The Bill Mazeroski Game 7 walk-off of 1960 would be the obvious pick of a lot of folks. And it’s an excellent choice. But an equally strong case can be made for a game that did not literally decide the champion, Game 6 of the 2011 World Series between the St. Louis Cardinals and Texas Rangers.

No fewer than three moments from that astonishing Sixth Game rank among the 10 most pivotal Game 6 moments of all time. It is the only game in World Series history with three such top-ten moments.

The standard of measurement is Win Probability Added, a relatively new statistic that calculates the extent to which the play in question influenced the game’s outcome.

One famous Game 6 not included on this list is the 1975 Carlton Fisk game. Fisk’s 12th-inning home run certainly was dramatic, and not merely for the video clip moment.

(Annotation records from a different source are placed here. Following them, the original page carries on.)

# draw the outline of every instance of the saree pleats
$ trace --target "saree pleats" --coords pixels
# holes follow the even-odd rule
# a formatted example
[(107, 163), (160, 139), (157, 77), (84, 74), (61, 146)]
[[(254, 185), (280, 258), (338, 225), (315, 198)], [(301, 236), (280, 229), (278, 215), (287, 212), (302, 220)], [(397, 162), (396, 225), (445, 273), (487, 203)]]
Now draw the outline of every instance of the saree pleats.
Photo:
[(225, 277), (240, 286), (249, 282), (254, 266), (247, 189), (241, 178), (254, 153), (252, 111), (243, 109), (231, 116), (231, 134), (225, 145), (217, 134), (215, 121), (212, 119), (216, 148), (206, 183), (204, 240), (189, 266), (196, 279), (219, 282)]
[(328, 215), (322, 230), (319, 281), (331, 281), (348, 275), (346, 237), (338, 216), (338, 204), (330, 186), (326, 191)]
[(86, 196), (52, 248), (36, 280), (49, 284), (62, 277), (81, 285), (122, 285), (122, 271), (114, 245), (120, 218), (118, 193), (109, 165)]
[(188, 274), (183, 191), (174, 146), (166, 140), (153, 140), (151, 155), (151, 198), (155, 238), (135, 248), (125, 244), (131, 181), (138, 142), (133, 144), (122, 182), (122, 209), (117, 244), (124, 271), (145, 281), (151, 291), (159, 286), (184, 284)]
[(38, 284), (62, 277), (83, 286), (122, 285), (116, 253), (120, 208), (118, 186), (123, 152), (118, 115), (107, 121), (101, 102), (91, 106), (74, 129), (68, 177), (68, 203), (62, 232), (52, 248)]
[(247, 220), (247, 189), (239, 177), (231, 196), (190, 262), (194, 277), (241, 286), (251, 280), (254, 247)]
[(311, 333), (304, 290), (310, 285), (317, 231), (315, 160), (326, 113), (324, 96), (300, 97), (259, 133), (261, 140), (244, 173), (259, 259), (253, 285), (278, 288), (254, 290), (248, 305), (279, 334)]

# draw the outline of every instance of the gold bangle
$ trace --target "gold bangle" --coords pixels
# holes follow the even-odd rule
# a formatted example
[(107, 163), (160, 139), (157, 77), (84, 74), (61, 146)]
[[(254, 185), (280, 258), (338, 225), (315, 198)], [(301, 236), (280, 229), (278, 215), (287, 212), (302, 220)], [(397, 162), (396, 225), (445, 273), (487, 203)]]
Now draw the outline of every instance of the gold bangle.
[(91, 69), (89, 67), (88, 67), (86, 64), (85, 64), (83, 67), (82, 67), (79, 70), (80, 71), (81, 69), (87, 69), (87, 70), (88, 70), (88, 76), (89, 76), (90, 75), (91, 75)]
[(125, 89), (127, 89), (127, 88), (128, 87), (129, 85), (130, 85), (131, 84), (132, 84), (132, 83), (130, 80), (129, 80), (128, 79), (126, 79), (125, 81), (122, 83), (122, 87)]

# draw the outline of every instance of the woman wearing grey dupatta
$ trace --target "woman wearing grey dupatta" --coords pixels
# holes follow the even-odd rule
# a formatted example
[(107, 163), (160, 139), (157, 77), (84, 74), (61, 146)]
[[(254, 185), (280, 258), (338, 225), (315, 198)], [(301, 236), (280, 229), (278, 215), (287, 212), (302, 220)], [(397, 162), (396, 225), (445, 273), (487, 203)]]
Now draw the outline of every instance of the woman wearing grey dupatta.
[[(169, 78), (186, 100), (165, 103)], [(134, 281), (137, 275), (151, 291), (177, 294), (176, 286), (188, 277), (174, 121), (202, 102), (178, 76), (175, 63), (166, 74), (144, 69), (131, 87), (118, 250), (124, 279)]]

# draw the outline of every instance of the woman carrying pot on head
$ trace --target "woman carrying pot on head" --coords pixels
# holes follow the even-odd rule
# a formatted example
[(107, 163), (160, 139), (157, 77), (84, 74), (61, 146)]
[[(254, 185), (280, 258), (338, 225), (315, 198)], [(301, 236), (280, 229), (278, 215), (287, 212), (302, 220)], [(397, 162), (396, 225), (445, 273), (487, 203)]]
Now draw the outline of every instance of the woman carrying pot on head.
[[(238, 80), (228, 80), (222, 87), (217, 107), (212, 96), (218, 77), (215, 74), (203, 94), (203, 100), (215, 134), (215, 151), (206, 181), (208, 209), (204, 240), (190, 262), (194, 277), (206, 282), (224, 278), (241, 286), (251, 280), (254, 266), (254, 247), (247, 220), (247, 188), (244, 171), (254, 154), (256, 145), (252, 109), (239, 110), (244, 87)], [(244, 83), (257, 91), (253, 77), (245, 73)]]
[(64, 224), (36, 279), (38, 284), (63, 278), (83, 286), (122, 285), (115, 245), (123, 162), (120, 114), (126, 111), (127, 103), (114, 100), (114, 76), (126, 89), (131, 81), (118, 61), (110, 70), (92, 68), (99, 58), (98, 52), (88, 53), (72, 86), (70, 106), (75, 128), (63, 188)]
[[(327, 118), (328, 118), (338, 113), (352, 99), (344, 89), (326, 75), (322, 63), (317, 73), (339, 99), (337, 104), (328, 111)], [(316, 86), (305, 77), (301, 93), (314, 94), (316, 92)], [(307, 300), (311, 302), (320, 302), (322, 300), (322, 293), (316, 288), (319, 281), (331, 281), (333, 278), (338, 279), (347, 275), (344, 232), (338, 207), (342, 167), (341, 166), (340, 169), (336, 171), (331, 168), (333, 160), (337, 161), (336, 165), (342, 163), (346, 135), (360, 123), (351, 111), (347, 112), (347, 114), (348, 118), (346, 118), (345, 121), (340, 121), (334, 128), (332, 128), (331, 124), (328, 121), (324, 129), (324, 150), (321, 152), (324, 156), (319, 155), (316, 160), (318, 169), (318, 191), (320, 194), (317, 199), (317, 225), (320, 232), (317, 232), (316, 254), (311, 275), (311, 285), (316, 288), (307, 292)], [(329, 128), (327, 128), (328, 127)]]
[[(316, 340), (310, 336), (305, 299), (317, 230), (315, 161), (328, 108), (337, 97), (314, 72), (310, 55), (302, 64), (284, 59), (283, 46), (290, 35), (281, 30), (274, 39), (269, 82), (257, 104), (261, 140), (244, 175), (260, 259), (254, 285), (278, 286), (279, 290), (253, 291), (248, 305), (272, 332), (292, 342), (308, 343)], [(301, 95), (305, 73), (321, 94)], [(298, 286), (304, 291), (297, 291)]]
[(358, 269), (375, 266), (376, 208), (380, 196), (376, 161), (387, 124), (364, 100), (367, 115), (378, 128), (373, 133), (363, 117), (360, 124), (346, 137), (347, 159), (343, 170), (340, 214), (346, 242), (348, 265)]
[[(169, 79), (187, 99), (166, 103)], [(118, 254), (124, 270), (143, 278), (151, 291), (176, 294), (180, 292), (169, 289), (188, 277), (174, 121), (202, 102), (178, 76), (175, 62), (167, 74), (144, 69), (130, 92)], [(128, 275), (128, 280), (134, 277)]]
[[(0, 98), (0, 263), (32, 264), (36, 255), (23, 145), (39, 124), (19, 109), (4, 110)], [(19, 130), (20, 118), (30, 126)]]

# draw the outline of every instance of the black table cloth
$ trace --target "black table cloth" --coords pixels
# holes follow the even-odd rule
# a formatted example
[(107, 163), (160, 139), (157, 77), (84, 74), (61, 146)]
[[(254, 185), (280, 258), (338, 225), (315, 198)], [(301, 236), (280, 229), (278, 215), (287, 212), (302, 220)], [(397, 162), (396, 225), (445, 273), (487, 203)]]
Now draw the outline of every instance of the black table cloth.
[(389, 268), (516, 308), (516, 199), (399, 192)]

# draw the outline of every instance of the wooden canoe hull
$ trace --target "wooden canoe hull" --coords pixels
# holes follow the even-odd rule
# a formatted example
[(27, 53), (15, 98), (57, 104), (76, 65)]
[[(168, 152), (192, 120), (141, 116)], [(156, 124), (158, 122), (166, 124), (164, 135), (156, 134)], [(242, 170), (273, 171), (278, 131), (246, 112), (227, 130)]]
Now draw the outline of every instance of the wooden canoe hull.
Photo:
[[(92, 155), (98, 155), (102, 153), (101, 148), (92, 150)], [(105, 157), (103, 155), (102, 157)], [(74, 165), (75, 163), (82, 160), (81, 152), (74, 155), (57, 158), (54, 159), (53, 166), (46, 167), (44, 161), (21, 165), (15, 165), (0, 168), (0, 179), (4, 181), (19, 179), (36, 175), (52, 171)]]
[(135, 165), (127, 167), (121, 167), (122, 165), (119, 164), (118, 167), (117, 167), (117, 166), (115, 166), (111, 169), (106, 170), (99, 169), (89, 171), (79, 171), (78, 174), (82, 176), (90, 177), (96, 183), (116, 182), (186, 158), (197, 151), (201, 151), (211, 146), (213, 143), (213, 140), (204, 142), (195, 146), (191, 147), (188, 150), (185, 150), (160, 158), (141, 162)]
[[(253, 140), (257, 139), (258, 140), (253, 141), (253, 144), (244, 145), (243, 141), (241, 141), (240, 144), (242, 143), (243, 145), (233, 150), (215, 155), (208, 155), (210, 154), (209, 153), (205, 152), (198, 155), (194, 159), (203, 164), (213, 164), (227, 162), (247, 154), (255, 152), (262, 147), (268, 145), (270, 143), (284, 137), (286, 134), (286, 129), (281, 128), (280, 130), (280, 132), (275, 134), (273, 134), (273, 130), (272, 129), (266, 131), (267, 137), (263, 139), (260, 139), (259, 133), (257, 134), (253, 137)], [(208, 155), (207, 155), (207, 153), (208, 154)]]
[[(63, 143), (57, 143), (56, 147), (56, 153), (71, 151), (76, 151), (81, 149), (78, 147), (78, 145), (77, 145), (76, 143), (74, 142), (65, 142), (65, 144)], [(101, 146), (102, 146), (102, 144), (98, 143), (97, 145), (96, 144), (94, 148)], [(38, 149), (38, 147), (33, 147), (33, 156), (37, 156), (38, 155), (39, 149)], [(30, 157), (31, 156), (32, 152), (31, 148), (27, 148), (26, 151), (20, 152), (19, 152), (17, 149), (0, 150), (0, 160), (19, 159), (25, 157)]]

But it ranks only 16th all time for reasons beyond Fisk’s control.

Fisk hit his home run leading off the 12th inning of a tie game. Because Fisk’s Red Sox had last at bats, and because there were none out, the odds of a Red Sox victory (eventually if not then) were already 64 percent when Fisk stepped up the plate. The most he could swing the outcome was 36 percent, which of course he did.

That’s a big deal, but when emotion is removed it’s not a big enough deal to crack the Game 6 top 10. In fact Fisk’s home run wasn’t even the biggest swing point of that evening. More on that momentarily.

You can keep an eye open for installments looking at the 10 most decisive moments from World Series Game 7.

Here are the 10 most decisive moments of Games 6 of the World Series in MLB history

10. Josh Hamilton, Texas Rangers, 2011. The story of this extraordinary game, won by St. Louis 10-9 in 11 innings, unfolds in three parts. The first of those involves the most frustration for Ranger fans, because it touches upon the fleeting instant when it appeared for all the world that Texas had won the Series.

The Rangers led three-games-to-two and were tied 7-7 when Hamilton, their best offensive threat, came up with one out and Elvis Andrus at first base in the top of the 10th at Busch Memorial Stadium.  At that stage, Hamilton was a star, the reigning MVP coming off a 25-homer, 94 RBI season in which he had slugged .536.

Cardinal reliever Jason Motte missed over the heart of the plate with a first pitch fastball, and Hamilton shot that mistake into the second row of the stands in deep right-center field. His two-run home run gave Texas a 9-7 lead and left the Rangers just three outs from that coveted first World Series title. Hamilton Win Probability Added: 43 percent.